USS Ganges was a man-of-war in the United States Navy during the Quasi-War with France.

She was originally a fast sailing merchantman, built in Philadelphia in 1794 for the East Indies trade and named for the Ganges, India's principal river, which flows into the Bay of Bengal. Ganges regularly sailed to Calcutta and Canton. Apparently she returned to civilian service after serving in the U.S. Navy between 1798 and 1801.

Service history
She retained her merchant name when the U.S. Navy purchased her from the firm of Willing and Francis of Philadelphia on 3 May 1798. She cost $58,000 or $80,665, depending on the source. With hostilities with France imminent, the Navy hastily fitted her out, making her the first man-of-war to fit out and get to sea under the second organization of the Navy. In Navy service she is described as being of 504 tons, and carrying 24 guns and a crew of 220 men. Her first captain was Captain Richard Dale, who had returned in her from a voyage to China.

1798
Ganges sailed from Philadelphia on 24 May 1798 under Richard Dale, whose orders directed him to "seize, take and bring into a port of the United States" French armed ships "committing depredations" within one marine league of the coast between the Capes of Virginia and Long Island. On 13 July, further orders authorized her to take any French armed ship wherever found, but she continued patrol between Cape Henry and Long Island for the protection of the large seaport cities. On 30 July, Ganges was directed to return to Philadelphia for refitting, but put into New York City instead because of fever and plague at Philadelphia.

In mid-September 1798, Captain Thomas Tingey relieved Captain Dale and, on 7 December, his ship was ordered to the Windward Passage between Cuba and Hispaniola to join the squadron protecting the Jamaican trade.
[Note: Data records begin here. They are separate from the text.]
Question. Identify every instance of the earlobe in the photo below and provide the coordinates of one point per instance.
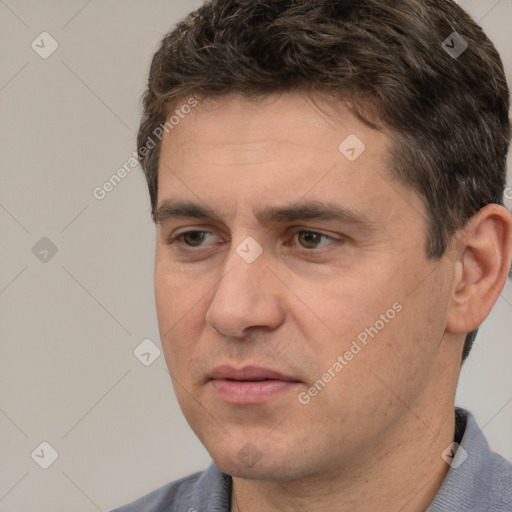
(481, 269)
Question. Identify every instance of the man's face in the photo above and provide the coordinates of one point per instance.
(348, 308)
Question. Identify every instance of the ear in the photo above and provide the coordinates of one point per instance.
(481, 267)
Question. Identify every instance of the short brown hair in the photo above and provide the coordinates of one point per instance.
(390, 61)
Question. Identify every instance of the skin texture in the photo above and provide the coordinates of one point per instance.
(372, 438)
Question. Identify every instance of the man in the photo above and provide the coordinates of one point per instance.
(327, 181)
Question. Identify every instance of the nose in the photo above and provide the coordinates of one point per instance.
(246, 297)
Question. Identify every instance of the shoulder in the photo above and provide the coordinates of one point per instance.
(210, 488)
(498, 480)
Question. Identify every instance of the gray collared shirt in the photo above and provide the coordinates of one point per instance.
(478, 480)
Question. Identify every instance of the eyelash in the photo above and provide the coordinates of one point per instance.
(179, 238)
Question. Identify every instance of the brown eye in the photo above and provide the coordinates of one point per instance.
(195, 237)
(311, 239)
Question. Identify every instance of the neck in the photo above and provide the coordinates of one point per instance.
(402, 472)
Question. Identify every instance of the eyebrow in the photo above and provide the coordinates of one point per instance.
(309, 210)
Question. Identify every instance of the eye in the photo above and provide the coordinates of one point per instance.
(311, 239)
(189, 238)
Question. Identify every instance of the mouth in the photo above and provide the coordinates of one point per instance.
(250, 385)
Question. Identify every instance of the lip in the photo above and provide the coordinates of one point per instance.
(245, 386)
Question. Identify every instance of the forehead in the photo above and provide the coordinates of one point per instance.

Cruising in these waters with General Pinkney and South Carolina, she guarded American merchantmen from seizure by French naval vessels, privateers, and "all armed vessels acting without commission."

1799
On 6 January 1799, off the Island of Tortuga, Ganges fell in with the sloop Ceres, off her course for no apparent reason and suspected of heading for illegal trade at Cap Français. Tingey detained the captain of Ceres, questioned him, and reported to intelligence. The incident occasioned the following passage from Tingey's letter of concern to Benjamin Stoddert, the Secretary of the Navy:

On 21 February, officers of the 28-gun English frigate  boarded Ganges off Cape Nichola Mole, Hispaniola, and demanded all Englishmen aboard. Tingey firmly replied:

The crew gave three cheers, ran to quarters, and called for "Yankee Doodle". Surprise departed.

Having returned home for repairs in March, Ganges convoyed Kingston, carrying American Consul General Dr. Edward Stevens, to talk with Toussaint Louverture in Haiti. She then cruised the Caribbean from Havana to Puerto Rico, St. Thomas, St. Kitts, St. Bartholomew's, Santo Domingo, Barbuda, and Jamaica.

On 21 April off Cape Isabella she seized the American sloop Mary, of Norwich, for illegal trading. That same day she recaptured the American ship Eliza of Charleston.  The French privateer Telemaque, Captain Arnault, had captured her and she was sailing under a prize crew. Ganges sent the two vessels together to Philadelphia.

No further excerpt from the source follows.